Alberta Premier Rachel Notley announced that her government is creating 400 tech spaces for Alberta post-secondary students while speaking at the U of A’s Artificial Machine Intelligence Institute. CTV News photo.
“Well-educated, talented workforce will help us diversify”: Rachel Notley
The Government of Alberta says it is paving the way for the future of Alberta’s burgeoning tech sector by investing in short-term, high labour demand post-secondary programs across the province.
As part of a five-year, $50-million investment, the provincial government is creating more than 400 tech seats for Alberta post-secondary students this fall, with 169 seats in Edmonton alone.

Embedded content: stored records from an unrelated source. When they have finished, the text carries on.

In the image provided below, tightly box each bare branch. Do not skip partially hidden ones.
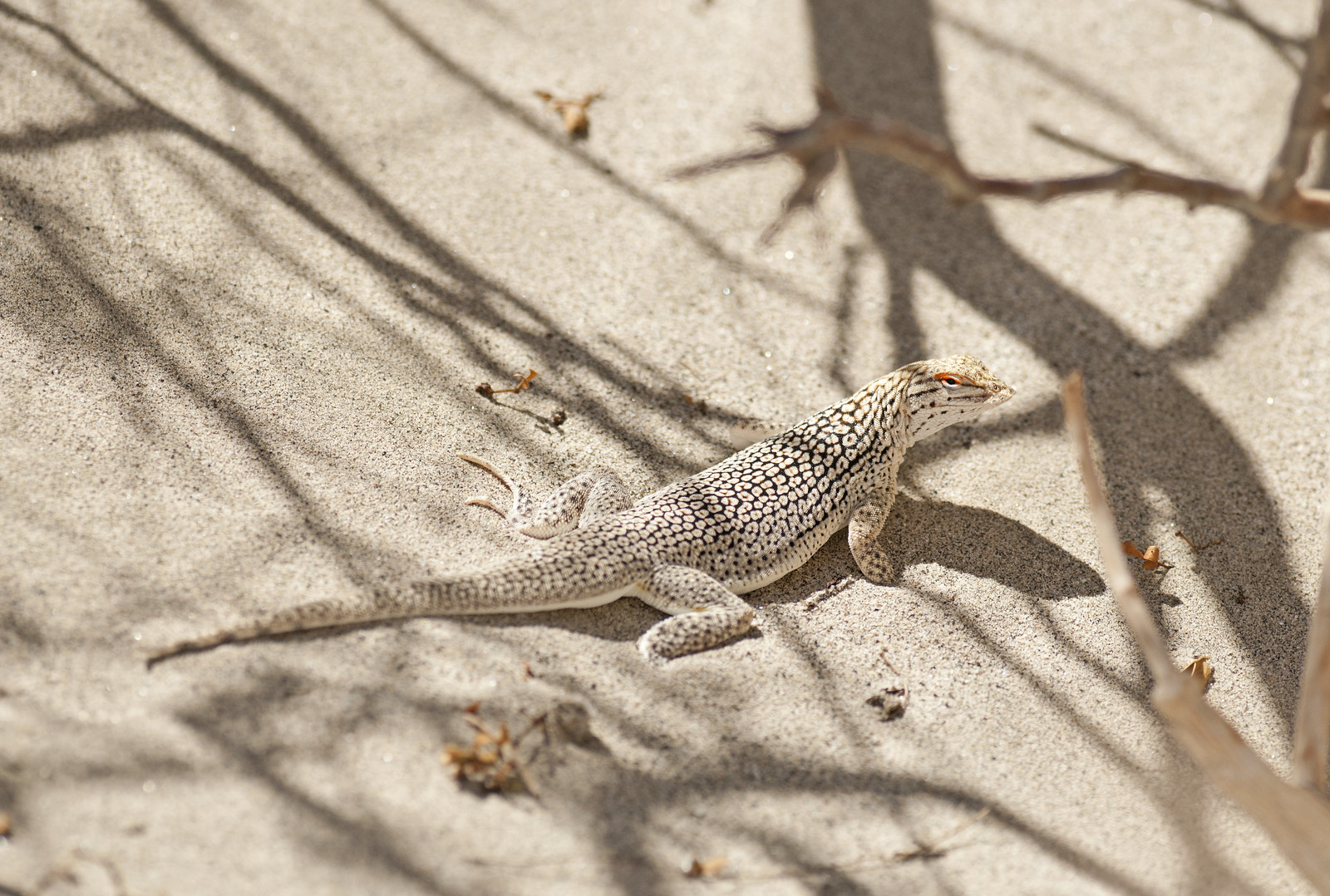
[1261,2,1330,209]
[670,75,1330,229]
[1062,373,1330,894]
[1293,480,1330,791]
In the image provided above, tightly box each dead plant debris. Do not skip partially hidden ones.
[536,91,603,137]
[441,701,545,796]
[1182,657,1214,687]
[893,805,991,861]
[1173,529,1224,553]
[1122,541,1173,569]
[864,650,909,721]
[495,368,540,395]
[683,856,729,878]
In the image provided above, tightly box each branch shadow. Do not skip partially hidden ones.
[809,0,1308,877]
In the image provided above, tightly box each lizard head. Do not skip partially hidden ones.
[902,355,1013,441]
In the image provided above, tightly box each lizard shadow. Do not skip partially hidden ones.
[882,496,1108,599]
[754,495,1108,603]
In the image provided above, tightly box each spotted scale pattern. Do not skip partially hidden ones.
[149,355,1012,666]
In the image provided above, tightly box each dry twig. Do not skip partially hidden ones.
[1062,373,1330,894]
[1122,541,1173,569]
[683,856,729,878]
[441,702,545,796]
[1182,657,1214,686]
[670,2,1330,242]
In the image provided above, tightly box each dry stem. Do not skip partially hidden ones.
[670,2,1330,234]
[1062,373,1330,894]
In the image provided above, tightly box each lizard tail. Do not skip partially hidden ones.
[148,547,647,669]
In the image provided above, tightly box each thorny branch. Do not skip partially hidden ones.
[1062,373,1330,896]
[670,2,1330,236]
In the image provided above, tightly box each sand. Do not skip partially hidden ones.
[0,0,1330,894]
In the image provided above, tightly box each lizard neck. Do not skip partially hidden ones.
[822,371,914,496]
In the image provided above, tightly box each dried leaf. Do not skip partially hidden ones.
[441,701,545,796]
[536,91,603,137]
[492,370,540,395]
[1182,657,1214,687]
[683,856,729,878]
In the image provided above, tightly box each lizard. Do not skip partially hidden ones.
[148,355,1013,669]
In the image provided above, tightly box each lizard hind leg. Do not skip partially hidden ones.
[637,565,753,666]
[457,455,633,539]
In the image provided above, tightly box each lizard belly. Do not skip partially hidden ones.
[727,514,847,594]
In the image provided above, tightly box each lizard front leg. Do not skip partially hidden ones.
[637,565,753,666]
[457,455,633,539]
[850,490,896,585]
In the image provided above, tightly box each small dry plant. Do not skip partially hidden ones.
[1062,373,1330,894]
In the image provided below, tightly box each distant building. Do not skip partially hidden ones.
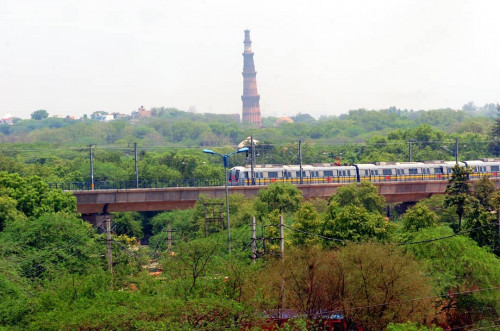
[241,30,262,127]
[0,117,14,125]
[274,116,293,127]
[132,106,151,118]
[111,113,128,120]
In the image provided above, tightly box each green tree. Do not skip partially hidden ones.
[292,202,321,245]
[490,104,500,155]
[31,109,49,121]
[0,172,76,217]
[464,200,500,254]
[255,183,302,217]
[403,203,437,231]
[474,176,495,209]
[405,226,500,328]
[330,181,385,214]
[444,164,472,231]
[113,212,144,239]
[322,205,394,246]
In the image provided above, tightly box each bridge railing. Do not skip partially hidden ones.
[49,172,500,191]
[49,178,224,191]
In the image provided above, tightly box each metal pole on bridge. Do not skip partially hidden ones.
[134,143,139,188]
[299,140,304,184]
[89,145,94,190]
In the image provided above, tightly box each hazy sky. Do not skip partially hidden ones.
[0,0,500,118]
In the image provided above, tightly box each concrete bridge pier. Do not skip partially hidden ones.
[82,213,113,233]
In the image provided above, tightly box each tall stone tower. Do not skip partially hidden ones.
[241,30,262,127]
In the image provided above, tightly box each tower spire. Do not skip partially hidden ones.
[241,30,262,127]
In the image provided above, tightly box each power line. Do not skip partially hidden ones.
[295,286,500,318]
[283,222,498,246]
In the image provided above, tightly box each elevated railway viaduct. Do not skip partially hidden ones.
[73,178,500,224]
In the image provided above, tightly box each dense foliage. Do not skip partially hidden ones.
[0,109,500,330]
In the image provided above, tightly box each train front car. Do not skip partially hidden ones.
[464,158,500,179]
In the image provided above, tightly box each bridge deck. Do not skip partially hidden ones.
[73,178,500,214]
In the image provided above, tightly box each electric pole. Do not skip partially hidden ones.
[167,222,172,252]
[280,215,285,260]
[106,217,113,274]
[408,139,412,162]
[134,143,139,188]
[252,216,257,263]
[89,145,94,190]
[299,140,304,184]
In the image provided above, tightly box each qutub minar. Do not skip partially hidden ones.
[241,30,262,127]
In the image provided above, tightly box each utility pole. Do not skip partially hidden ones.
[408,139,412,162]
[89,145,94,190]
[106,217,113,274]
[167,222,172,252]
[280,215,285,260]
[299,140,304,184]
[252,216,257,263]
[250,135,255,185]
[134,143,139,188]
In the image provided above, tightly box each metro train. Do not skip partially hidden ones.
[228,158,500,186]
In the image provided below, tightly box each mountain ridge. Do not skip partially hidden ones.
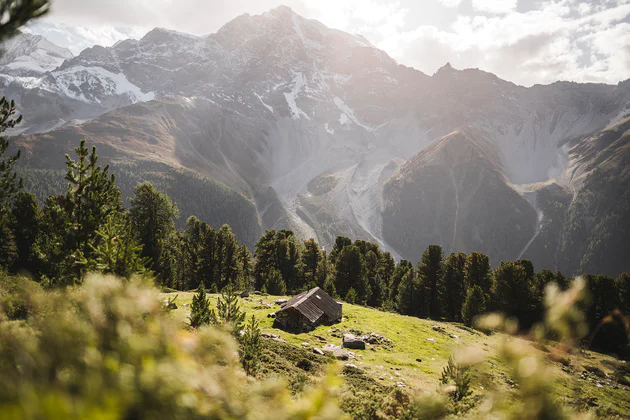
[5,8,630,276]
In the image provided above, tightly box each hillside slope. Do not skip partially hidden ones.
[161,293,630,418]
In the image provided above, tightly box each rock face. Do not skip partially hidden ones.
[7,7,630,274]
[343,334,365,350]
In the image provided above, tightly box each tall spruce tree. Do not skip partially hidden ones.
[466,252,492,296]
[439,253,466,321]
[65,140,121,259]
[130,182,179,268]
[335,245,371,304]
[490,261,533,326]
[189,284,211,328]
[12,191,42,272]
[389,260,413,306]
[301,238,321,288]
[417,245,444,319]
[462,285,486,327]
[396,268,423,316]
[0,96,23,216]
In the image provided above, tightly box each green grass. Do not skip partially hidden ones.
[162,292,630,418]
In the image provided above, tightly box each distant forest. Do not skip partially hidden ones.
[0,130,630,354]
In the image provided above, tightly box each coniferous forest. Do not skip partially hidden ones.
[0,0,630,420]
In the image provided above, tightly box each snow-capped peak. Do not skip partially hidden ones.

“Supporting tech education at our post-secondary institutions will ensure Albertans can get the skills they need for the jobs they want in the exciting world of tech,” said Alberta Premier Rachel Notley.
“This investment helps us ensure that we have a well-educated, talented workforce to help us diversify and build an economy that lasts.”

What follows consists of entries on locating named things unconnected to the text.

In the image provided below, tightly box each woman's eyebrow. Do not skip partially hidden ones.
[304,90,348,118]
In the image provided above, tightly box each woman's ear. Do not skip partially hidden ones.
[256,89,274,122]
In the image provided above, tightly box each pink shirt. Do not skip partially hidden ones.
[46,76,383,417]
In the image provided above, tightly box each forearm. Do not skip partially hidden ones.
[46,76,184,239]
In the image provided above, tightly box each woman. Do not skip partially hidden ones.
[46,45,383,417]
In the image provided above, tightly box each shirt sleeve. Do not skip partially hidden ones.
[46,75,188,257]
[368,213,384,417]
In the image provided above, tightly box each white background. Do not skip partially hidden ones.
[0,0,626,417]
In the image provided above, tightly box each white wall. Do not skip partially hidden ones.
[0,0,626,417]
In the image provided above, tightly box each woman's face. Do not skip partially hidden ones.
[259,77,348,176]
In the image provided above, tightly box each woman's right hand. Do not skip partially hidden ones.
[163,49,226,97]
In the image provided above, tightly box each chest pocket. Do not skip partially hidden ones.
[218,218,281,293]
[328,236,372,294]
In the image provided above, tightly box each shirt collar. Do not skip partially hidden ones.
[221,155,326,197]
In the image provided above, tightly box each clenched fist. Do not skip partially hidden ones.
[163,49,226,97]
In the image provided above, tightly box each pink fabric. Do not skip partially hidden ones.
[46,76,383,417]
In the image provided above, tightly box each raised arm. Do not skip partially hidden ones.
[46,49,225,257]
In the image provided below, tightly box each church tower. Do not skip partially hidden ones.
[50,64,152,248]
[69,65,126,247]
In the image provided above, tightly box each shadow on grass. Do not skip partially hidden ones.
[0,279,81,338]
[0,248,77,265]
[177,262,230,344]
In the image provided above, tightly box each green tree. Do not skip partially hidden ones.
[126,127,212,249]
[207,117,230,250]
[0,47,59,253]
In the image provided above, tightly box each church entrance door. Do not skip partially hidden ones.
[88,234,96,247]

David Turpin, president and vice-chancellor, University of Alberta says “there’s enormous potential for growth in Alberta’s tech fields and industries, and that begins with educated people”.
According to the province, by 2023, there will be at least 3,000 new tech-related seats added to post-secondary institutions across the province.
Minister of Advanced Education Marlin Schmidt says “Alberta’s tech sector is growing quickly, and we have to prepare students with the expertise and skills to work in a modern and diverse economy”.
“Investing in more seats at the University of Alberta will help graduates find good jobs in the growing tech sector.”
The recently established Talent Advisory Council on Technology (TACT) will work with the tech industry, students, labour and post-secondary institutions to advise government on the best training opportunities to prepare Albertans for a more diversified and tech-savvy economy.
Michael Phair, board chair, University of Alberta, says that adding 25 more seats to the U of A’s computer science after degree program fits with the board’s direction. “We have some of the most innovative learning facilities that will help prepare these students for a career in the science and technology sector.”
The Growth and Diversification Act is part of the Notley government’s commitment to create an economy built to last, and is an example of how the province is preparing Albertans for a more diversified economic future.
Also included in the act are a number of tax credits to stimulate additional job creation in the tech sector.